During the period from October 2024 to February 2025, the Indian stock market underwent a significant downturn, with partial recovery seen in March. The Aditya Birla Sun Life International Equity Fund, however, managed to maintain positive returns, reflecting its strategic positioning and portfolio resilience. The fund’s net asset value as of April 2025 stands at Rs 36.97, a testament to its robust management and prudent investment strategies across diverse sectors such as financials, technology, and consumer discretionary.
SIP investment
Total investment: Rs 12 Lakh (Rs 10,000 SIP per month)
Investment period: 10 years
Profit: Rs 8.66 lakh
Total corpus: Rs 20.66 lakh
Absolute return: 72.19%
Nippon India US Equity Opportunities Fund
The Nippon India US Equity Opportunities Fund, launched in July 2015, operates primarily within the international equity category, focusing on foreign companies listed outside India. Despite being unrated in its category, the fund has seen its Net Asset Value (NAV) evolve from Rs 10.51 in its inception year to Rs 32.89 by April 2025, illustrating significant growth over the past decade. This growth trajectory indicates a strong potential for capital appreciation for long-term investors, notwithstanding the recent dip in performance, where NAV decreased slightly to Rs 32.89 in 2025 from Rs 33.93 in 2024.

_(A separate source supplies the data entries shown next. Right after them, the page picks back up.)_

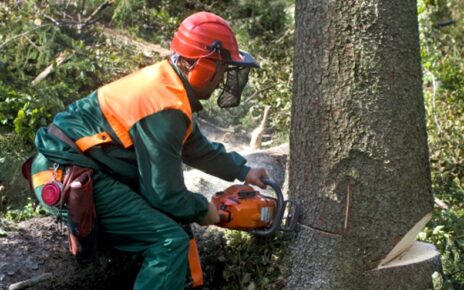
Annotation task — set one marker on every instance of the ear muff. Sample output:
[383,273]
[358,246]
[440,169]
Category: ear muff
[202,73]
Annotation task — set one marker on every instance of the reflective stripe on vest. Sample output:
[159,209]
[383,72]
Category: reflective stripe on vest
[152,89]
[46,176]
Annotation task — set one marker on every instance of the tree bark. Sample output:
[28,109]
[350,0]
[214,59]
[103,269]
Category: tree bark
[358,144]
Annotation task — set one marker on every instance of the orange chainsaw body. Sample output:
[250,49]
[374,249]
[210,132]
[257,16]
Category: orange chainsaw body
[241,207]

Over the years, the fund has delivered varying returns, with notable annual performances such as a 31.82% return in 2019 and a 22.40% return in 2020. However, 2022 marked a concerning year with a -19.01% return, attributed to broader market volatilities. Nevertheless, it bounced back with a robust 32.38% return in 2023. The fund’s recent performance highlights the importance of a long-term view, as fluctuations are expected in international equity investments.

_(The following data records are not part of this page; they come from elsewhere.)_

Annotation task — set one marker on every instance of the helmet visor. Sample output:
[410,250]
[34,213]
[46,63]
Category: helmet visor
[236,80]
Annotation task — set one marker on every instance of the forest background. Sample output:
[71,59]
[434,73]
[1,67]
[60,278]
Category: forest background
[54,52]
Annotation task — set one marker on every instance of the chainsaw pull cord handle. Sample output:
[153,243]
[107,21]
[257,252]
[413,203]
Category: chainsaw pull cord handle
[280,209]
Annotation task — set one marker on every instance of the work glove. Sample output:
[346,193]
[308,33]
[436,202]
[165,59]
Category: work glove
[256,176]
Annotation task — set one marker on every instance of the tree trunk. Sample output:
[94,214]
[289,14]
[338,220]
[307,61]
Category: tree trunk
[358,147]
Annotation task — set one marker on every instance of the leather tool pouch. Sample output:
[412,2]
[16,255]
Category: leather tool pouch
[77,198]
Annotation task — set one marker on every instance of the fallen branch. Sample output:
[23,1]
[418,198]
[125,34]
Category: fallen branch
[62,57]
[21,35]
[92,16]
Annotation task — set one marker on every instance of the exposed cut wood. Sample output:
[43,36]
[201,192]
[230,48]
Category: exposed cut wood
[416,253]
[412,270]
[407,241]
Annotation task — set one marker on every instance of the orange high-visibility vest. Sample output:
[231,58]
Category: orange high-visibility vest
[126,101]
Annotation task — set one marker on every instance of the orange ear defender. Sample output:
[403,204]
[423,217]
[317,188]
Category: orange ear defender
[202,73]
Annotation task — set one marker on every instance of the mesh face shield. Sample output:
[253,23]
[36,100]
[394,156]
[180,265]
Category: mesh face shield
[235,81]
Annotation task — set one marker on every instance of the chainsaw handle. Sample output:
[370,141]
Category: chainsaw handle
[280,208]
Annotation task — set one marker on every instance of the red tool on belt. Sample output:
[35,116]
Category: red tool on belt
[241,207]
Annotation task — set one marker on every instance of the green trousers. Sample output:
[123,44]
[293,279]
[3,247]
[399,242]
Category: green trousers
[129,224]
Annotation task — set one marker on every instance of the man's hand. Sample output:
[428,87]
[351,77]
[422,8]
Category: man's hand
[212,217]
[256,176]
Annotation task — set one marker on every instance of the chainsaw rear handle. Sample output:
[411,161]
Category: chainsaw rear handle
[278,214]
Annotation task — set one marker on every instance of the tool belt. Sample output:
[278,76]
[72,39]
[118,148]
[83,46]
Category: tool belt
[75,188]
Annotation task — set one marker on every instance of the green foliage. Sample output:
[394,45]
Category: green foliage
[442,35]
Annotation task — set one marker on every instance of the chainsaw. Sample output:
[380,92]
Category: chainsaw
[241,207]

The fund’s strategy involves diversified investments in sectors like technology, consumer discretionary, and healthcare, with technology alone comprising 43.68% of its assets. Key holdings include prominent companies such as Meta Platforms, Amazon, and Alphabet Inc. The fund’s exposure to technology indicates a strategic selection of high-growth potential sectors, aligning with global digitalisation trends. While the fund remains unrated, its portfolio characteristics suggest a focus on high market capitalisation stocks, enhancing stability while pursuing growth.
SIP investment
Total investment: Rs 8.4 lakh (Rs 10,000 SIP per month)
Investment time: 7 years
Profit: Rs 5.72 lakh
Total corpus: Rs 14.12 lakh
Absolute return: 68.11%
Motilal Oswal Launches Business Cycle Fund
Launched in August 2024, Motilal Oswal Launches Business Cycle Fund has an NAV of Rs 11.39 and assets of Rs 1,603 crore. The fund, however, receives cautionary advice due to its narrow focus.
This fund is designed to capitalise on different phases of business cycles by investing primarily in companies that align with its specific investment objectives.

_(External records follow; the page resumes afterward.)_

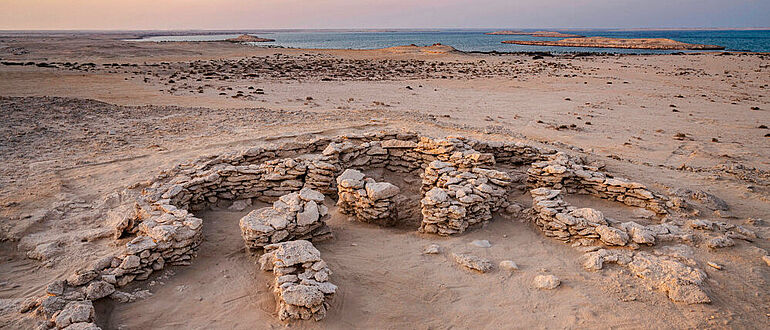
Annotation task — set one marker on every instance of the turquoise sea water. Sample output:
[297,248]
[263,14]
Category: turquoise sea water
[476,40]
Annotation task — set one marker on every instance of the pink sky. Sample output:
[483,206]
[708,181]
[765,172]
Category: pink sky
[266,14]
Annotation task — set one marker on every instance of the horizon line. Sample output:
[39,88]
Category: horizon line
[395,28]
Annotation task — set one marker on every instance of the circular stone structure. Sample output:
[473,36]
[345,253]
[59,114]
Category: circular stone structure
[463,182]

The Motilal Oswal Business Cycle Fund has been structured to focus heavily on equities, with an asset allocation of 86.78% in equities and 13.22% in cash and cash equivalents. This thematic fund’s top holdings include well-known companies such as Shaily Engineering Plastics and Coforge, indicative of its strategy to invest in sectors expected to benefit from cyclical economic changes.
SIP investment
Total investment: Rs 60,000
Six-month returns: 2.62%
Assets under management: Rs 1,603 crore
What should you do now?
For investors considering these options, it is essential to evaluate personal risk tolerance, investment horizon, and market conditions. While international funds have shown relative strength amid the Indian market’s recent struggles, factors such as currency risk and foreign market volatility must be considered. Similarly, thematic funds may appeal to those with a higher risk appetite and interest in specific sectors but require strategic timing to mitigate potential losses.